“你的意思是,这是那死去的女导游对负心汉的诅咒?”狐狸听出了话外音。
“是啊。那导游死的那么惨,自然是不甘心了。我猜她死后是越想越不服气,就看所有男人都不顺眼了。”曹娟娟煞有其事道。
狐狸闷声想了会儿,跟着曹娟娟坐到了前台后头的椅子上。很快发现了曹娟娟口中那段话的漏洞。中国是87年首次引入监控技术,九十年代初这项技术还没完全普及开。
大巴车上按理是没有监控的,即便是有装监控,以坠崖的撞击力,监控损毁该是极严重。按当时的技术,恐怕很难完整复原事发前的一幕。

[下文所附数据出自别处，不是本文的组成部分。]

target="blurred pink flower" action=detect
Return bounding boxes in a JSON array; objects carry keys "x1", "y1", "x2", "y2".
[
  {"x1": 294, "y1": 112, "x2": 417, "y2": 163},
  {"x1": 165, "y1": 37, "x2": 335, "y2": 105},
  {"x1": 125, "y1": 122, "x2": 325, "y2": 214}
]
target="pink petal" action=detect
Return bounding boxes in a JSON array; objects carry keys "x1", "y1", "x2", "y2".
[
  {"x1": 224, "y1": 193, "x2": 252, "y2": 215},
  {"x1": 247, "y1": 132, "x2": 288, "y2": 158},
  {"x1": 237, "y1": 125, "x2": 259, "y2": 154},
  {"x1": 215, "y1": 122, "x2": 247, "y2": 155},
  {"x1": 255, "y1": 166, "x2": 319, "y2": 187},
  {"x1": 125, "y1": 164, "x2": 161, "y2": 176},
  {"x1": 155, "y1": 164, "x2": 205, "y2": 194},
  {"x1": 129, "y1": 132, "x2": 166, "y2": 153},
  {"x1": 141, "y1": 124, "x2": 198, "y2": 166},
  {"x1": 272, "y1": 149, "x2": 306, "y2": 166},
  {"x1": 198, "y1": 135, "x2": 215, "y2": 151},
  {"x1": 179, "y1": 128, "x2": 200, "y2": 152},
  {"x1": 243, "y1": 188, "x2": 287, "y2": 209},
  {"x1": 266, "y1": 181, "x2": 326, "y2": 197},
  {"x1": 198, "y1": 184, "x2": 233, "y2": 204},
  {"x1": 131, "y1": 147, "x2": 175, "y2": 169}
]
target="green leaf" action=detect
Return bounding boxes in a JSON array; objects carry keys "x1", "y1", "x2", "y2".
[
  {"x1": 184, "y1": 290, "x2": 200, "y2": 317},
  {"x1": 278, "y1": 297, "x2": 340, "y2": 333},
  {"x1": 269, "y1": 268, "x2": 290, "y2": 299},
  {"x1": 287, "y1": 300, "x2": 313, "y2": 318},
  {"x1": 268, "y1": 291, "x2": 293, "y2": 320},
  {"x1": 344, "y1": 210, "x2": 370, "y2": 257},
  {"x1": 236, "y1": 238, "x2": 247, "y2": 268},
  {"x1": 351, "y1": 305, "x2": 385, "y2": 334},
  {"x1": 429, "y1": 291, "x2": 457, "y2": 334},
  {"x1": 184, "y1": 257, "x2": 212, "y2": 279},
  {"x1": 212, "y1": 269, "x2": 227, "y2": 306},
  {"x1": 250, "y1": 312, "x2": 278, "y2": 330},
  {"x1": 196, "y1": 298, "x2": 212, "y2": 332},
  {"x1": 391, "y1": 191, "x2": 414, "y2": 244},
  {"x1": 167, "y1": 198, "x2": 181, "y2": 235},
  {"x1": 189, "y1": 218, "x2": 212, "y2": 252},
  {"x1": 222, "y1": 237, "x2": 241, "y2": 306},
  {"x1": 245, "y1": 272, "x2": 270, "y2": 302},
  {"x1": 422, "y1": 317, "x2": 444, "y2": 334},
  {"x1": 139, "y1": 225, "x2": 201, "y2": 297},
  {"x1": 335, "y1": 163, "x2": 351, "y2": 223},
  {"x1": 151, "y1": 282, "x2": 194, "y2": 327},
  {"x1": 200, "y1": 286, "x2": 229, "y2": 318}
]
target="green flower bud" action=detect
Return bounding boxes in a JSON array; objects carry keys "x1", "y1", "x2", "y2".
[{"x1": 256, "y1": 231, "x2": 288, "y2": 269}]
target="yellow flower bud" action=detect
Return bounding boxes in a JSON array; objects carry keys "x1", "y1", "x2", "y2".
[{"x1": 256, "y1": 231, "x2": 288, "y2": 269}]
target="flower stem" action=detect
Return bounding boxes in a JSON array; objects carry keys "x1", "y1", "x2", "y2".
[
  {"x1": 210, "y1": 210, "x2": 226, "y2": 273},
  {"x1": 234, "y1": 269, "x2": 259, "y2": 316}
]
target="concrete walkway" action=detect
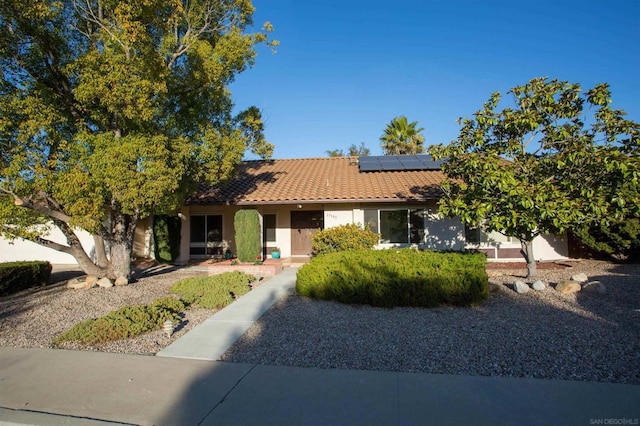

“既然是那车上的人都死绝了。那听的这一说,又是打哪儿听来的?怎么就那么肯定,那场意外的大巴坠崖事故,就是女导游抢方向盘所致呢?”狐狸问。
“这个……”曹娟娟被问住了。
“你好。”有个穿风衣的男人走了过来,打断了他们的对话。男人掏出钱包给曹娟娟递身份证:“老规矩。602,三天。”
老规矩?这话听着像是这里的常客。狐狸扫了眼他的身份证:赵逢川。
“赵先生!真是好久不见了。转眼又一年,您可真是越来越帅了。”曹娟娟一张嘴跟抹了蜜似的。热情起身相迎,双手接过了对方递来的身份证,点开了电脑里的酒店入住房客管理系统。
酒店的入住率少得可怜。除了他们一行的四人,也就剩了眼前这个胆大的风衣男敢来这传闻闹鬼的地界住个三天。